There is a big difference in UI architecture when building a to-do app versus an app such as Asana or Google docs. The underlying technology might still be the same, say either React or Angular, but architecting the frontend code can be very different.

  1. Frontend designer

An often overlooked but crucial skill when building UI is the ability to create layouts and CSS styles based on design systems that are flexible, responsive, and modular. Organizing and structuring CSS is probably the most underestimated skill that most frontend engineers dread or outright avoid. Every good frontend team needs someone who excels at these skills and manages this layer of the frontend.

  1. Frontend developer

They are the heroes of every sprint, every feature. Here is where the product starts showing up. Frontend code is typically monolithic and massive. Making iterative changes in these 100's thousands of lines of code requires, other than a deep understanding of the frontend stack, also a bit of courage.

  1. Android developer

Mobile native apps may not be required when you build your MVP, but eventually, a good presence on mobile platforms is necessary for any product.

  1. iOS developer

Developing on iOS has enough differences and complexities to require someone explicitly experienced on that platform to build anything significant.

  1. Backend developer

Good full-stack developers exist but are very hard to find. As you can see here, the stack is quite nested. Nevertheless, a good developer should be able to build across both frontend and backend for relatively simple applications. But if your SaaS product goes beyond simple, this layer does require lots of experience with RESTful APIs, Asynchronous tasks, Queues, Cloud APIs, and database ORMs to make it right.

  1. Product manager

Consider any SaaS product, and we instantly can notice its designs and how it flows. For the product to get there, thousands of micro-decisions are involved. We do not see the infinite ways the outcome could have been different. The product manager helps navigate through these 1000s of crossroads and decisions. Along with the project manager, they are the glue that keeps the development process together.

  1. Project manager

As soon as your team grows beyond three people, juggling the tasks, priorities, schedules, issues, and blockers can become too overwhelming and require someone experienced to manage that.

  1. QA Manager

The need for QA is not much visible when building an MVP, single-tenant systems, or internal tools. But when you are iterating a multi-tenant SaaS system with lots of customers using it, QA becomes the heart of how your product moves forward. Managing this often misunderstood function requires a deep understanding of the development process.

  1. QA Engineer - Manual

Manual QA is unavoidable and necessary to add reliability to any development process. The number of test paths in any multi-tenant system with feature flags is enormous. To test every possible combination with unit tests and automation may not be feasible. Dedicated manual testers develop an intuition over time about the problem areas and user flows and can help identify deeper issues before the end users see them.

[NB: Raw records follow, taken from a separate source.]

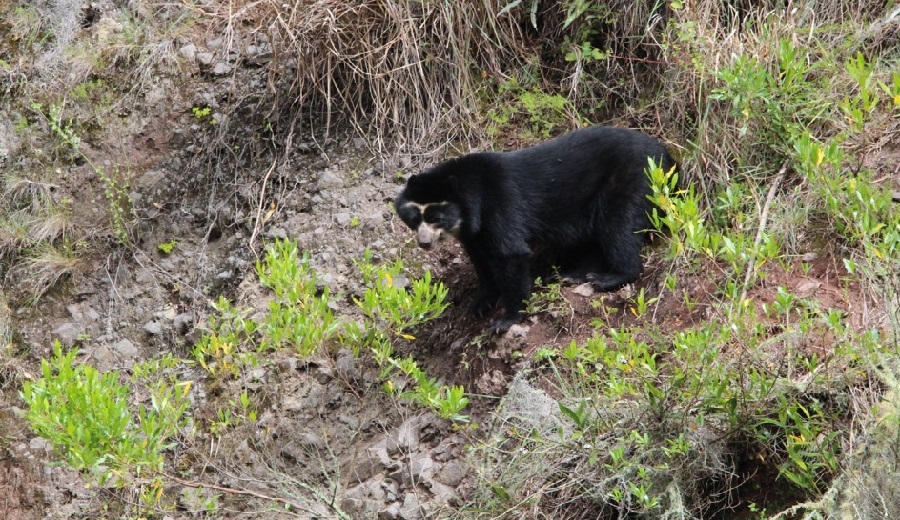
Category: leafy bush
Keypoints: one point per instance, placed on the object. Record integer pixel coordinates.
(91, 422)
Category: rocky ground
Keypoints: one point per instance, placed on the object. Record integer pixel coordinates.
(327, 442)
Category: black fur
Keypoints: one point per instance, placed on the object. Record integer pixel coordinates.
(582, 196)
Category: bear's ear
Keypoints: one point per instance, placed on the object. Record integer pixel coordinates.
(471, 218)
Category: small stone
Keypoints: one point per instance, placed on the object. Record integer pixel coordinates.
(329, 179)
(585, 289)
(442, 493)
(392, 512)
(222, 69)
(421, 468)
(343, 219)
(346, 366)
(125, 347)
(807, 289)
(410, 510)
(66, 333)
(153, 328)
(184, 322)
(517, 331)
(39, 444)
(311, 440)
(451, 474)
(809, 257)
(188, 52)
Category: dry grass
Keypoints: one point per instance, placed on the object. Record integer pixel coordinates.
(405, 74)
(43, 269)
(33, 196)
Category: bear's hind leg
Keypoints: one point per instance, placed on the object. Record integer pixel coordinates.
(515, 288)
(621, 264)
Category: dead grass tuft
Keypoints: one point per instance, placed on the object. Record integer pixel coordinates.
(43, 269)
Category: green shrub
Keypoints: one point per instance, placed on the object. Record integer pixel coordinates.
(91, 422)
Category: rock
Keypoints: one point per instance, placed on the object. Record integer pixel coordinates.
(39, 444)
(184, 322)
(442, 493)
(188, 52)
(153, 328)
(67, 333)
(357, 505)
(367, 465)
(125, 348)
(410, 510)
(406, 437)
(585, 289)
(390, 513)
(421, 468)
(343, 219)
(222, 69)
(451, 474)
(329, 179)
(311, 441)
(517, 331)
(391, 490)
(807, 289)
(346, 365)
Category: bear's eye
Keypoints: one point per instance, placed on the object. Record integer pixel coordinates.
(411, 215)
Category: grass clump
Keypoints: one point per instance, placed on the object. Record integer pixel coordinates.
(90, 420)
(300, 320)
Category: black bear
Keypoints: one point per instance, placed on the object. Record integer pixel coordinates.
(582, 197)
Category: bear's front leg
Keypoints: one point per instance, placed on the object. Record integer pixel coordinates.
(515, 289)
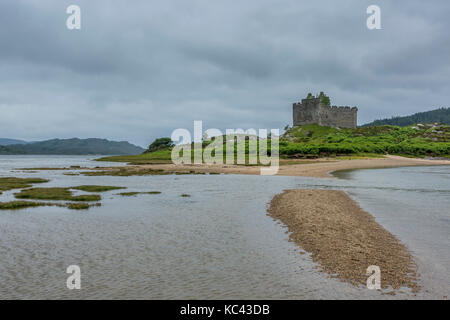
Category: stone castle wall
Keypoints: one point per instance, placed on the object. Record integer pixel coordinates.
(314, 111)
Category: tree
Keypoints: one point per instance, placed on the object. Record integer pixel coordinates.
(160, 144)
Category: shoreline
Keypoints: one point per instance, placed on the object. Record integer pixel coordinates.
(343, 238)
(320, 168)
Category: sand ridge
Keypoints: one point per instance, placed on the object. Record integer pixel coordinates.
(343, 238)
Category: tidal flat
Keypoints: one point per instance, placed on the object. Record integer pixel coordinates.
(219, 243)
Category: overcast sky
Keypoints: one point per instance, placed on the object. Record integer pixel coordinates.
(138, 70)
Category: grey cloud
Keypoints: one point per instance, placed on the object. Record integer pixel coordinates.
(137, 70)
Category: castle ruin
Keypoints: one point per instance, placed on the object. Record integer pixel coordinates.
(318, 110)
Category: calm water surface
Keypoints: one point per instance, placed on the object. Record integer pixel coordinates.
(217, 244)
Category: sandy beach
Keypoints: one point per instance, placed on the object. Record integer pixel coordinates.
(320, 168)
(344, 239)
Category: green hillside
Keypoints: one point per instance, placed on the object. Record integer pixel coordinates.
(441, 115)
(313, 141)
(418, 141)
(73, 146)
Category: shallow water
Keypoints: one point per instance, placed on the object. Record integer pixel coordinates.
(217, 244)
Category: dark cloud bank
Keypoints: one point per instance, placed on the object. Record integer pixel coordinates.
(139, 69)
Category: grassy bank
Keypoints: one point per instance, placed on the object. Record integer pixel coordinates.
(314, 141)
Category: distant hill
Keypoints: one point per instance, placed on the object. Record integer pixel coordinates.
(7, 142)
(441, 115)
(73, 146)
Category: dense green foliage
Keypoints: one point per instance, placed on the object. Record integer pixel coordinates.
(327, 141)
(441, 115)
(73, 146)
(160, 144)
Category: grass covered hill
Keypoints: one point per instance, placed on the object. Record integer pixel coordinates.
(73, 146)
(416, 141)
(441, 115)
(313, 141)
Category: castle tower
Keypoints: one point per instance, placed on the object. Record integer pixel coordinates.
(317, 109)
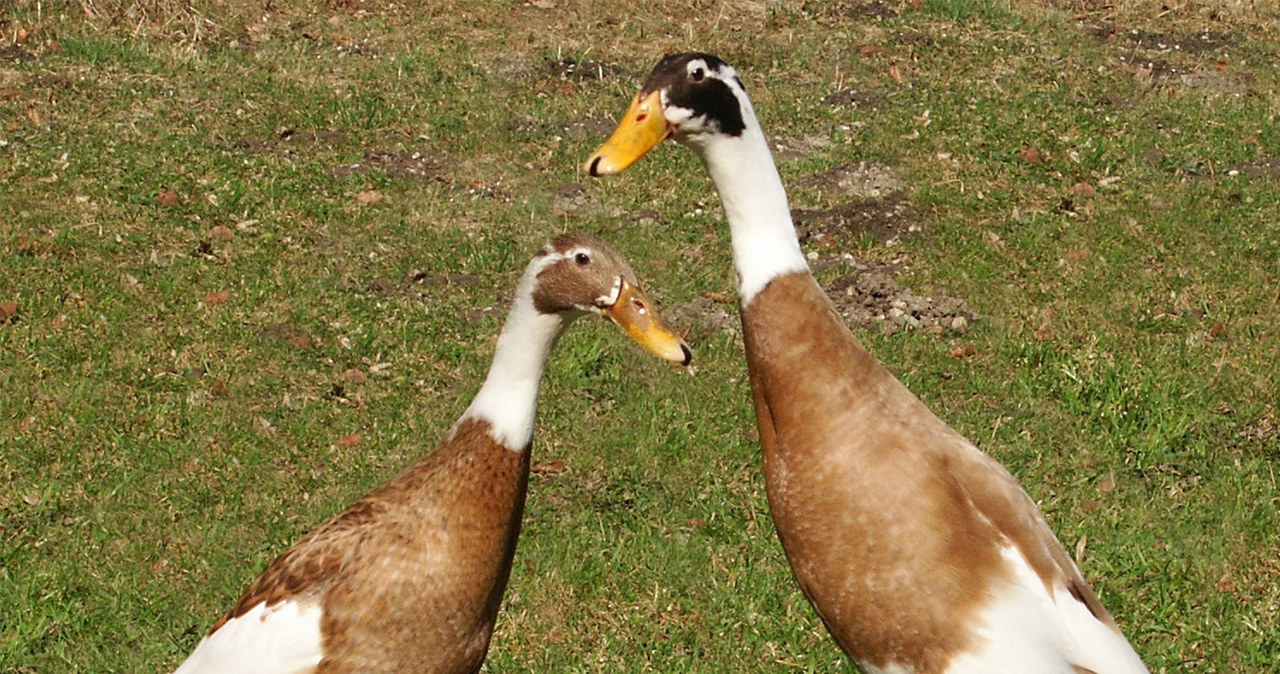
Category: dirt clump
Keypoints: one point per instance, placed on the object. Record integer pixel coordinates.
(400, 164)
(703, 316)
(883, 220)
(864, 179)
(871, 297)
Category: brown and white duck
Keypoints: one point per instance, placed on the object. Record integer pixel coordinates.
(919, 553)
(410, 578)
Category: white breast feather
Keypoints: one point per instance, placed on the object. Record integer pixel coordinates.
(1031, 632)
(279, 640)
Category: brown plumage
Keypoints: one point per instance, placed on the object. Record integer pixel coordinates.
(919, 553)
(410, 578)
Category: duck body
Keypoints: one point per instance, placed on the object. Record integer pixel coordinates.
(410, 578)
(919, 553)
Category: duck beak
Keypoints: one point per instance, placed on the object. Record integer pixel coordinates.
(640, 131)
(635, 315)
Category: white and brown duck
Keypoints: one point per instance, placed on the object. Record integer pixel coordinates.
(920, 553)
(410, 578)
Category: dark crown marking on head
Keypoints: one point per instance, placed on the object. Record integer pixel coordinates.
(709, 97)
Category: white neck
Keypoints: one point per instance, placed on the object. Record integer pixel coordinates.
(508, 398)
(755, 205)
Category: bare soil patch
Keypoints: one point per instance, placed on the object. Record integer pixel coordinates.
(864, 179)
(703, 316)
(585, 69)
(287, 140)
(872, 297)
(416, 283)
(16, 54)
(885, 220)
(1267, 168)
(1197, 42)
(856, 97)
(786, 148)
(401, 164)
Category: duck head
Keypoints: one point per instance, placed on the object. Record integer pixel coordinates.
(576, 275)
(693, 97)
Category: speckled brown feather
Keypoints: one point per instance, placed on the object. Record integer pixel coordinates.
(891, 521)
(417, 567)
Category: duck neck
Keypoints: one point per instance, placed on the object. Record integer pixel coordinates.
(755, 205)
(508, 398)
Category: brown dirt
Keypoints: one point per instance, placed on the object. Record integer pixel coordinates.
(864, 179)
(1197, 42)
(585, 69)
(289, 141)
(401, 164)
(885, 220)
(856, 97)
(873, 297)
(851, 9)
(1267, 168)
(416, 280)
(703, 316)
(786, 148)
(16, 54)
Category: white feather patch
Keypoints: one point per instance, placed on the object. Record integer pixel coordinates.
(755, 202)
(1027, 629)
(508, 398)
(283, 638)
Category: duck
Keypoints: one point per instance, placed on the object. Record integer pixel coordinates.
(918, 551)
(410, 578)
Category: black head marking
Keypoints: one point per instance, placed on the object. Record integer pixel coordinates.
(702, 90)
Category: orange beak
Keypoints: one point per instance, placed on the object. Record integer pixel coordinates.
(639, 132)
(634, 313)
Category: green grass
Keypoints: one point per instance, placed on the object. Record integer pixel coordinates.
(159, 446)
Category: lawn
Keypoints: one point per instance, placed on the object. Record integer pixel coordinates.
(254, 257)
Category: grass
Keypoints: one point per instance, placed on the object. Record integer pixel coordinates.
(196, 266)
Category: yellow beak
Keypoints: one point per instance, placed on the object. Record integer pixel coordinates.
(635, 315)
(640, 131)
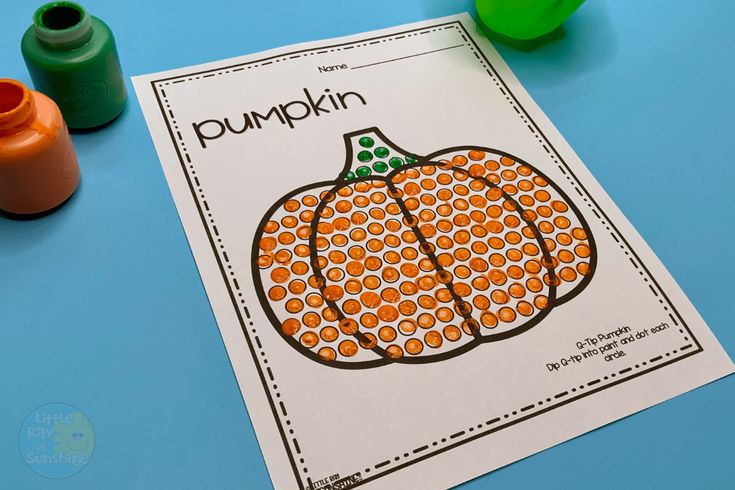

  1. QA Engineer - Automation

Though it may not be comprehensive, QA automation significantly reduces application downtimes and helps improve your SLAs. It can be expensive since 80% of work involves catching up with product changes, thus increasing overall costs.

  1. DevOps

There are many functions and definitions of DevOps. CI/CD, releases, monitoring, scaling, and infrastructure management, to name a few. As the product and its user base grow, so does the footprint of the infrastructure. Pretty soon, you will need dedicated expertise to manage this critical function of the product.

  1. Website designer

The marketing website design styles can be much different than app design. Designers who specialize in websites can make a big difference with the first impressions of your product and company.

  1. Website developer

Websites' tech-stack has deviated much from web applications over the years. The skills required and processes followed are also quite different. WordPress, Headless CMS, PHP, and jQuery are a few primary tools used for building websites.